Advanced Feature Transformation

🎯 Purpose¶

This guide outlines advanced transformation strategies tailored to model assumptions, statistical structure, and production constraints. It builds on foundational transformations by introducing model-aware workflows for linearity, encoding, normalization, and target stability.

🧠 1. Model-Aware Transformation Strategy¶

Model Type	Transformation Priority
OLS / GLM	Linearity in features, reduced skew
Logistic Regression	Linear logit, interpretable effects
Ridge/Lasso	Standardized scale, no multicollinearity
Tree-Based Models	Optional log/smooth, handle categories
Distance-Based	Strong normalization (e.g., KMeans, SVM)

✔️ Tailor transformations to the model's core assumptions and fit behavior

📈 2. Logit and Linearization Prep¶

🔹 Log-Linear Relationships¶

import numpy as np
df['log_income'] = np.log1p(df['income'])

✔️ Use log/sqrt/yeo-johnson when linearity is poor in scatterplots

🔹 Box-Tidwell Interaction (Logit Linearity)¶

# test: X * log(X) → add to logistic formula

✔️ Indicates violation of logit linearity assumption

🧮 3. Polynomial and Interaction Terms¶

🔹 Polynomial Expansion¶

from sklearn.preprocessing import PolynomialFeatures
poly = PolynomialFeatures(degree=2, include_bias=False)
X_poly = poly.fit_transform(X)

✔️ Consider centering before expanding to reduce VIF

🔹 Interaction Engineering¶

Multiply important features (domain pairs)
Use EDA to inform nonlinear relationships

🔁 4. Target Transformation (Regression)¶

Problem	Solution
Skewed target (`y`)	Log or Yeo-Johnson
Heteroskedasticity	Log-transform to stabilize noise
Multimodal target	Consider binning or modeling tails separately

from sklearn.preprocessing import PowerTransformer
pt = PowerTransformer(method='yeo-johnson')
y_transformed = pt.fit_transform(y.values.reshape(-1, 1))

✔️ Track reversibility for downstream interpretation

📦 5. Advanced Encoding Strategies¶

Encoding Type	Use Case
One-Hot	Small fixed vocab (nominal)
Ordinal	Ranked levels (risk tiers, survey)
Target/Impact	High-cardinality categorical
WOE (Logistic only)	Binary target predictive encoding

# Target Encoding Example
grouped = df.groupby('category')['target'].mean()
df['encoded'] = df['category'].map(grouped)

✔️ Apply cross-validation during encoding to avoid leakage

⏱ 6. Temporal Feature Expansion¶

Strategy	Purpose
Lag Features	Capture recent trends
Rolling Averages	Smooth volatility
Expanding Windows	Cumulative behavior
Cyclical Decomposition	Hour, day, week via sin/cos

df['hour_sin'] = np.sin(2 * np.pi * df['hour'] / 24)
df['hour_cos'] = np.cos(2 * np.pi * df['hour'] / 24)

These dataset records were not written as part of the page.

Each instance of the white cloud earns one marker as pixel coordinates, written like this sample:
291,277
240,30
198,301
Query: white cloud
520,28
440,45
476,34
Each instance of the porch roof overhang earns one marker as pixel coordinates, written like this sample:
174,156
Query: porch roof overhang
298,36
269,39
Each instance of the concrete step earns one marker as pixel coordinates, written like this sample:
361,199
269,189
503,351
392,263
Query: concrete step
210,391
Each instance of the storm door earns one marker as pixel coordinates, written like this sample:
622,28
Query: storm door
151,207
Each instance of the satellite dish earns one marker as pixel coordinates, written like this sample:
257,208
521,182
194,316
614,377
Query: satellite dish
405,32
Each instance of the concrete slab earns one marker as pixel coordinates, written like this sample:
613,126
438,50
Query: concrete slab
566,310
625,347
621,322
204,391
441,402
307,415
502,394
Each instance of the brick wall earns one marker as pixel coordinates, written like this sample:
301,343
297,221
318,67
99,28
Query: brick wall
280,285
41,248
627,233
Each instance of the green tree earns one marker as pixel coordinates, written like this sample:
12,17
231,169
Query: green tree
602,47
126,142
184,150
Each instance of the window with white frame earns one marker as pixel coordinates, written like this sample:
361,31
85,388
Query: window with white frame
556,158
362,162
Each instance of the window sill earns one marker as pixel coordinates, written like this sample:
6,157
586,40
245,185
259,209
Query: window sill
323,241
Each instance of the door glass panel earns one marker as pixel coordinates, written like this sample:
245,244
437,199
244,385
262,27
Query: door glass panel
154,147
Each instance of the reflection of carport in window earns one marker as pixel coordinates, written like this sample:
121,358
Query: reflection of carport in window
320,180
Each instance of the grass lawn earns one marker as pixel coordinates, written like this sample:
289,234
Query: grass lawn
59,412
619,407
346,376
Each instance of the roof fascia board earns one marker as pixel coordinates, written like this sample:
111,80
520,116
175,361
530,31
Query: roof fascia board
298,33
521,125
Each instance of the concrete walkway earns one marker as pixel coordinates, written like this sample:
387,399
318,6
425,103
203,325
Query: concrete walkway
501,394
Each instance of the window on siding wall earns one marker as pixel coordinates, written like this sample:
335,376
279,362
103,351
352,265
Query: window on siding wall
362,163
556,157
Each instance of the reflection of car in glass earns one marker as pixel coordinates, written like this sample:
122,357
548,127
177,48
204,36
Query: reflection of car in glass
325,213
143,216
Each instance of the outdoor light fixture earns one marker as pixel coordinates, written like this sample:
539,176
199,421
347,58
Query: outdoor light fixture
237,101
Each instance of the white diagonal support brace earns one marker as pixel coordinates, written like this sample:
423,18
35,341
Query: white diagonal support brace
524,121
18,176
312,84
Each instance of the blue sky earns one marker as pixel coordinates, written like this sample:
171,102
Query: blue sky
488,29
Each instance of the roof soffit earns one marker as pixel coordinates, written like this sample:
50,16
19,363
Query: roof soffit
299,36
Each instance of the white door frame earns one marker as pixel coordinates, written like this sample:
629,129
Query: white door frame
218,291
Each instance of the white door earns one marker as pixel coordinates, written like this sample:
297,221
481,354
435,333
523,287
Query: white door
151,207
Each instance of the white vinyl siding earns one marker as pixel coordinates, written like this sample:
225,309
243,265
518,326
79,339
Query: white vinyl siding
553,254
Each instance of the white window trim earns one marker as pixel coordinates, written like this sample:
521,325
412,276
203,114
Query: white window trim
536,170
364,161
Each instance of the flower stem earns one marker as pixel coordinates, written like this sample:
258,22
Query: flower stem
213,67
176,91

✔️ Validate timezone alignment and seasonal periodicity

🧪 7. Transformation Evaluation Tools¶

🔹 Skew Reduction¶

from scipy.stats import skew
skew_before = skew(df['feature'])
skew_after = skew(np.log1p(df['feature']))

🔹 Normality Diagnostic¶

QQ plots before/after transformation
Histogram or KDE with log1p, boxcox, yeo-johnson

🔹 Multicollinearity Check¶

from statsmodels.stats.outliers_influence import variance_inflation_factor

✔️ Run VIF post-transformation to verify decorrelation

📋 Advanced Transformation Checklist¶

[ ] Continuous features reviewed for skew and log-scale applicability
[ ] Target variable normalized if appropriate (log, Box-Cox)
[ ] Polynomial features added with centering or regularization
[ ] Categorical encoding strategy documented and justified
[ ] Temporal columns expanded (lags, cycles, rolling)
[ ] Multicollinearity reviewed post-expansion (VIF)
[ ] All transforms logged and reversible where needed

💡 Final Tip¶

“Advanced transformations aren’t cosmetic — they let your model speak the language your data actually needs.”

Use before: model fitting, residual diagnostics, or feature importance interpretation.